Accidentally left Torque Tilt on, which is why the slight nose up in pitch when accelerating. Bump Comp set to 500/0.5. Bumps are 10.5cm wide, 20cm apart, meaning the actual impacts (leaving the bump) are 30.5cm apart. Bumps are maybe 1cm deep. Most problematic speeds were ~3-7mph, which equates to a frequency of around 4-11 Hz (if 1Hz = one bump / rumble strip per second).

Going faster than this would usually either keep the board somewhat level, or even raise the nose weirdly enough. Keep in mind, increasing the frequency in this situation also naturally lessens the amplitude since you’re airing over the bumps more, so it’s hard to say which variable is more at play here. Honestly, I’d bet the amplitude is a bigger factor here.

Worth noting that when going over the rumble strips, the IMU reading for Roll is also very evidently drifting.

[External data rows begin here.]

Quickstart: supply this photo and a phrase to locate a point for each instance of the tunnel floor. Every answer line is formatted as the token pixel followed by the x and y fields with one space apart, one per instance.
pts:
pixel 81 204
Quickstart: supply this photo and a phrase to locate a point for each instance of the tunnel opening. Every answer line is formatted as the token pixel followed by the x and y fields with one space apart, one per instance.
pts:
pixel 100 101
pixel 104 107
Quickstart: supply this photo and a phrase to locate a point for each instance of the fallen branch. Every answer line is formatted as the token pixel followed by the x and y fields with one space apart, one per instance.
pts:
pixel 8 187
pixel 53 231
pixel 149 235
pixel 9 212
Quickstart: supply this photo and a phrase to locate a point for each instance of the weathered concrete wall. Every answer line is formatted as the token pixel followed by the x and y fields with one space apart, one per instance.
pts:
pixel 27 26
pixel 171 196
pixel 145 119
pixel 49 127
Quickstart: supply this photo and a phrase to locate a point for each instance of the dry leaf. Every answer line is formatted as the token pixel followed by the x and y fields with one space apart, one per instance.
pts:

Likely in the same way as pitch is, but since the board stays rolled straight under my feet, it can’t try to correct that like it does for pitch with dipping/lifting.

Hard to say if this directly mimics the same problem we’re having on high speed trails, especially since this specific spot also happens to make FM boards nose dip in a similar way which is a rarity, but still worth taking a look at.

YouTube Link: VESC Bump Test (DETAILS IN DESCRIPTION) - YouTube
Google Drive Link: https://drive.google.com/file/d/1vNPFWP70W16Pshf7xCXZoKRqUHFJrGed/view?usp=sharing

1 Like

Follow up, noticed that IMU Pitch Drifting was almost always accompanied by IMU Roll Drifting as well. However, unlike the Pitch which the board tries to compensate for with nose lifting/dipping, Roll is physically controlled by the rider. Therefore, the effects of IMU drift can be witnessed in the Roll value. After noticing this, I decided to run a quick test with Turn Tilt to see how effective it would be to utilize this Roll Drift to trigger tiltback, fighting against nose dipping

To achieve this, I used fairly strong Turn Tilt, with a strength of 45, max angle of 12 degrees, and a quick tilt speed. Allowing IMU Roll Drift to trigger turn tilt does in fact help greatly with countering negative Pitch Drift (nose dipping), though it still negatively impacts riding and can work against you if the IMU confusion actually causes the nose to raise vs. dip, since the roll is still affected the same way. It certainly isn’t a real world solution, just a proof of concept test. Nonetheless, it shows promise as a potential tool to help detect when the IMU is confused and potentially help combat it.

Video of Turn Tilt Test: VESC Bump Test w/ TURN TILT (DETAILS IN DESCRIPTION) - YouTube

From what I understand, the nose dipping is caused by the high Mahoney Kp, I solved nose dipping on my board by lowering it to 1, and adjusting other parameters to smooth it out. I like a pretty aggressive ride though, so maybe not ideal for everyone.

High Mahoney KP definitely intensifies the effects of IMU confusion greatly due to the nature of it. Unfortunately, a high Mahoney KP so far has been the only reliable option to achieving the soft FM-like board behavior I’m after, where I have a great amount of control over the board’s angle.

For high speed trail racing, this behavior can often be crucial for navigating quick ascents and descents without losing too much momentum and making sure the nose or tail clears. Luckily, this behavior at least makes the nose dipping somewhat controllable and manageable with enough skill, but still definitely far from desirable.